OKUL MÜDÜRLERİ İŞVEREN Mİ?

Okul müdürlerinin işveren olup olmadığı hususunu daha önceki yıllarda (7-8 yıl önce) ele almıştım. Bu konuyu gündeme taşımamın nedeni, o dönem içerisinde okul müdürlerinin bir şekilde zorunluluktan dolayı okullarında eleman çalıştırmaları ve buna bağlı oluşan şikâyetler neticesinde, “sigortasız eleman çalıştırıp sigorta primlerini yatırmama” suçuyla yüklü miktarlarda ceza ödemek zorunda kalmalarıydı. Bu sorun halen devam ederken, okul müdürlerine süreç içerisinde yeni görev ve sorumluluklar eklenerek risk unsurları daha da arttırılmıştır. Yönetici olarak okul müdürlerinin okul işleriyle ilgili kadrolama eksikliği sonucu kendi imkânlarınca çevreden istihdam ettiği çalışanların sigorta işlemleri ile ilgili görev alanlarına, “İş Sağlığı ve Güvenliği” kapsamında da ek görev ve sorumluluklar yüklenmiştir. Birçok okul müdürü okullarında meydana gelen kazalar sonucunda “işveren/sorumlu” olarak hem adli ve hem de idari cezalarla karşılaşmaya başladılar. Burada yeni problem alanları oluşmaya başladı. Yasaların çıkış nedeni elbette idarenin iş ve işlemlerini daha düzenli, kamu kaynaklarını etkin/verimli yürütmelerini ve en nihayetinde kamu yararını sağlamaktır. Ancak, yasaların fonksiyonel ve kamuya gerçekten katkı sağlamasını istiyorsak, yasanın uygulanabilir alt yapısının olup olmadığının da analiz edilmesi gerekir. Bu analizler yapılmadığı durumlarda hem yasa etkin işlememiş, hem de oluşan sorunlarda kamu görevlileri (onlardan kaynaklanmadığı halde) çok büyük müeyyidelerle karşılaşmak zorunda bırakılmaktadırlar.

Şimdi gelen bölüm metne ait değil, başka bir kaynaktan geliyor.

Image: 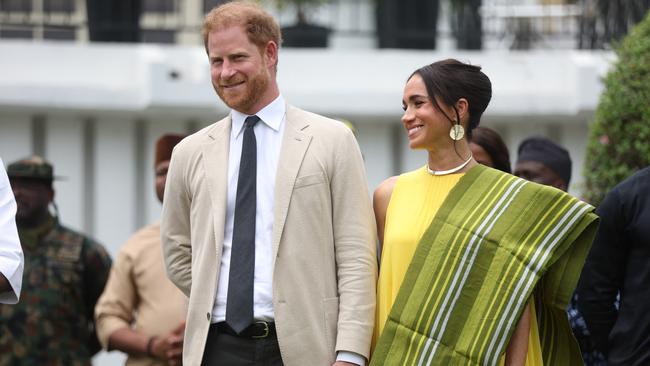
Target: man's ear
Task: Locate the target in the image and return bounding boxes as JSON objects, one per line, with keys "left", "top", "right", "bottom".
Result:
{"left": 264, "top": 40, "right": 278, "bottom": 69}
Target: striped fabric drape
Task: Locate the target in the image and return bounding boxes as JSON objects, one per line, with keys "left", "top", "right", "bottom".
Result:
{"left": 371, "top": 165, "right": 598, "bottom": 366}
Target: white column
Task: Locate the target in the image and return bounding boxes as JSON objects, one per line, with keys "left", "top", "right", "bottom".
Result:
{"left": 93, "top": 118, "right": 137, "bottom": 256}
{"left": 0, "top": 114, "right": 33, "bottom": 162}
{"left": 45, "top": 115, "right": 87, "bottom": 233}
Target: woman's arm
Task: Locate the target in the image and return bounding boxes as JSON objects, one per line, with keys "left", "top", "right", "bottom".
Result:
{"left": 504, "top": 301, "right": 531, "bottom": 366}
{"left": 373, "top": 176, "right": 397, "bottom": 252}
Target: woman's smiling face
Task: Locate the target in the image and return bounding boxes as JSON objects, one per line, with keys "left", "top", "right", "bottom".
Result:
{"left": 401, "top": 73, "right": 454, "bottom": 150}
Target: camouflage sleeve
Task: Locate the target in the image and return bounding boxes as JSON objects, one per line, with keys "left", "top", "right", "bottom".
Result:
{"left": 82, "top": 238, "right": 112, "bottom": 356}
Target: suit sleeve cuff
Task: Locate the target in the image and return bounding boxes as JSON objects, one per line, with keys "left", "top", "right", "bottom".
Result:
{"left": 336, "top": 351, "right": 366, "bottom": 366}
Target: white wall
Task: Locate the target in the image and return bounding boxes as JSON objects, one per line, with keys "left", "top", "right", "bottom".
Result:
{"left": 44, "top": 116, "right": 87, "bottom": 233}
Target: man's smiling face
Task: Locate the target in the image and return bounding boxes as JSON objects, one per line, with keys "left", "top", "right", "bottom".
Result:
{"left": 208, "top": 25, "right": 274, "bottom": 115}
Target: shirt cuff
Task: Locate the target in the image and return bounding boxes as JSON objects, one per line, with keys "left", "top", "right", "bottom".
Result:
{"left": 0, "top": 253, "right": 23, "bottom": 304}
{"left": 336, "top": 351, "right": 366, "bottom": 366}
{"left": 95, "top": 314, "right": 132, "bottom": 349}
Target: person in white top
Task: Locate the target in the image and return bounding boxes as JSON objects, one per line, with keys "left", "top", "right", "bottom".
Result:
{"left": 0, "top": 157, "right": 24, "bottom": 304}
{"left": 161, "top": 2, "right": 376, "bottom": 366}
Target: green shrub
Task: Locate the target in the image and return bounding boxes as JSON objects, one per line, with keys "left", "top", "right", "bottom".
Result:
{"left": 584, "top": 10, "right": 650, "bottom": 206}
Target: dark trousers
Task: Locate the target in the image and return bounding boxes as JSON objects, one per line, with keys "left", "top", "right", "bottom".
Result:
{"left": 201, "top": 323, "right": 284, "bottom": 366}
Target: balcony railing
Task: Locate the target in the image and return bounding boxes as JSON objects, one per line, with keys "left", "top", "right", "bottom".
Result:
{"left": 0, "top": 0, "right": 637, "bottom": 49}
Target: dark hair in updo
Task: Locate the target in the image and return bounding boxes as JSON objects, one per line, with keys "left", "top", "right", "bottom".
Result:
{"left": 410, "top": 59, "right": 492, "bottom": 139}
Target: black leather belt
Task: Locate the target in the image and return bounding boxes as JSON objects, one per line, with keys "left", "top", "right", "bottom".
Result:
{"left": 214, "top": 321, "right": 276, "bottom": 339}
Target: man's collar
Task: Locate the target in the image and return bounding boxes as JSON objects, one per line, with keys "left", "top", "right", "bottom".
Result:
{"left": 231, "top": 95, "right": 286, "bottom": 137}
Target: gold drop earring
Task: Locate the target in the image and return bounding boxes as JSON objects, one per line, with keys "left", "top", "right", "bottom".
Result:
{"left": 449, "top": 122, "right": 464, "bottom": 141}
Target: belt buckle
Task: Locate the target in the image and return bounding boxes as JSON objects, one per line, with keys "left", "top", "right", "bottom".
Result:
{"left": 252, "top": 321, "right": 270, "bottom": 339}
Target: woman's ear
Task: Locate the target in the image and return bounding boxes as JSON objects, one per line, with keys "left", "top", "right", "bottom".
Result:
{"left": 455, "top": 98, "right": 469, "bottom": 123}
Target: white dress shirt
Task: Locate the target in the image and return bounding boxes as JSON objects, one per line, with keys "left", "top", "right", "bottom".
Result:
{"left": 0, "top": 158, "right": 24, "bottom": 304}
{"left": 213, "top": 95, "right": 286, "bottom": 322}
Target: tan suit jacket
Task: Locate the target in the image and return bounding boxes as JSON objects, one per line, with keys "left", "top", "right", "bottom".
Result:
{"left": 161, "top": 105, "right": 377, "bottom": 366}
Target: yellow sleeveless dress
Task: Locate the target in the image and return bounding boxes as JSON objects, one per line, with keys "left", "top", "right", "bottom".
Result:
{"left": 374, "top": 166, "right": 544, "bottom": 365}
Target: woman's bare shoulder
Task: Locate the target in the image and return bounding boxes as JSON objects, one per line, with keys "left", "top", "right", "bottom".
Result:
{"left": 374, "top": 176, "right": 399, "bottom": 206}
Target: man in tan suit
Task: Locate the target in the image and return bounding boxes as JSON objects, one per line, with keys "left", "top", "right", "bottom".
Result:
{"left": 160, "top": 2, "right": 377, "bottom": 366}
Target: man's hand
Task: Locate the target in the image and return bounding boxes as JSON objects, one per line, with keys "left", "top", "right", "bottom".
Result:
{"left": 333, "top": 362, "right": 359, "bottom": 366}
{"left": 150, "top": 321, "right": 185, "bottom": 365}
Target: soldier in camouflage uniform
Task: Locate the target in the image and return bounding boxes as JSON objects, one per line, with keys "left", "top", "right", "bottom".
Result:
{"left": 0, "top": 156, "right": 112, "bottom": 365}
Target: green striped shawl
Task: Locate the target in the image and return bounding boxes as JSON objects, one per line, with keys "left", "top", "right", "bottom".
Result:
{"left": 371, "top": 165, "right": 598, "bottom": 366}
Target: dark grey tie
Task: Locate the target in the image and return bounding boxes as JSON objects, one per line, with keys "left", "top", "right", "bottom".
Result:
{"left": 226, "top": 115, "right": 260, "bottom": 334}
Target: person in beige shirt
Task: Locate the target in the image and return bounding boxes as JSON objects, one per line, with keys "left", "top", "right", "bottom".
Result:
{"left": 96, "top": 134, "right": 187, "bottom": 365}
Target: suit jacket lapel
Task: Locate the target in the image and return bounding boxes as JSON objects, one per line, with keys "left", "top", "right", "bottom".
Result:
{"left": 272, "top": 106, "right": 311, "bottom": 268}
{"left": 202, "top": 117, "right": 231, "bottom": 263}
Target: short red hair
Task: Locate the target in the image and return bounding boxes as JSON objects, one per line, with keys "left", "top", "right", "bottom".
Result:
{"left": 202, "top": 1, "right": 282, "bottom": 53}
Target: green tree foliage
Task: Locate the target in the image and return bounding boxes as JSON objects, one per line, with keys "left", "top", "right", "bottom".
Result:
{"left": 584, "top": 10, "right": 650, "bottom": 205}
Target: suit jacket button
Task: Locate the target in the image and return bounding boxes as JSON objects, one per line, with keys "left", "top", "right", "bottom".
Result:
{"left": 207, "top": 312, "right": 211, "bottom": 321}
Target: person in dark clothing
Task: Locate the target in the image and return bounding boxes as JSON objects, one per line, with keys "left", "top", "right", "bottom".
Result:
{"left": 578, "top": 166, "right": 650, "bottom": 366}
{"left": 0, "top": 156, "right": 112, "bottom": 366}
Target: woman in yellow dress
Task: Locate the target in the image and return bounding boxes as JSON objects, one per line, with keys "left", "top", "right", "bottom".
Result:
{"left": 371, "top": 59, "right": 598, "bottom": 365}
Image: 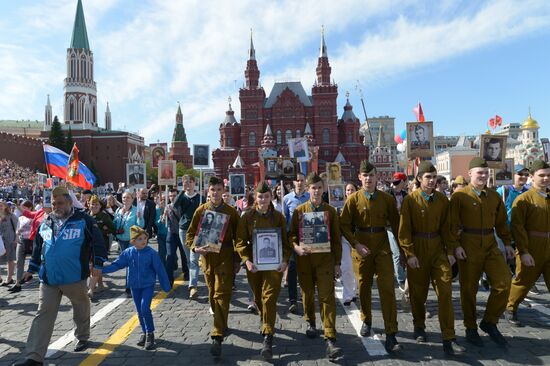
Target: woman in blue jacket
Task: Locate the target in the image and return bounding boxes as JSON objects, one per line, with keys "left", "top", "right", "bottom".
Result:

            Daha çok iş kazalarıyla gündeme gelen 6331 Sayılı İş Sağlığı ve Güvenliği Kanunu, Milli Eğitim Bakanlığına kurumlarda/okullardaki yöneticileri işveren ve işveren vekili konumunda tanımlamış olup, her hangi bir problem durumunda sorumlu kişiler olarak görmüştür. 6331 Sayılı Kanunun 3 üncü maddesinde: “İşveren vekilleri bu Kanun bakımından işveren sayılır.” denilmiştir. Yani tüm kamu kurum ve kuruluşlarında işin ve işyerinin yönetiminde görev alan kamu görevlileri Kanunun uygulanması bakımından işveren gibi muhatap alınacaklardır. 6331 sayılı kanuna göre işveren ve ya işveren vekili;

     -Risk değerlendirmesi, kontrol, ölçüm ve araştırma,

     -Acil durum planları, yangınla mücadele ve ilk yardım,

     -İş kazası ve meslek hastalıklarının kayıt ve bildirimi,

     -Çalışanların Sağlık gözetimi,

     -Çalışanların eğitimi,

     -Çalışanların görüşlerinin alınması ve katılımlarının sağlanması,

    -İş sağlığı ve güvenliği kurulu (50 ve daha fazla çalışanı olan kurumlarda) ile ilgili çalışmaları yapması gerekmektedir. İSG ile ilgili bu iş ve işlemleri yapmayan yöneticilerin ceza alma riskleri bulunmaktadır. Yasanın çıktığı andan itibaren okul ve kurumalarda işin süreçleri, eğitimleri ve buna bağlı alt yapı düzenlemeleri büyük oranda tamamlanmasına rağmen, oluşan her problemde okul yöneticileri ilk hesaba çekilen kişi olmaktadır.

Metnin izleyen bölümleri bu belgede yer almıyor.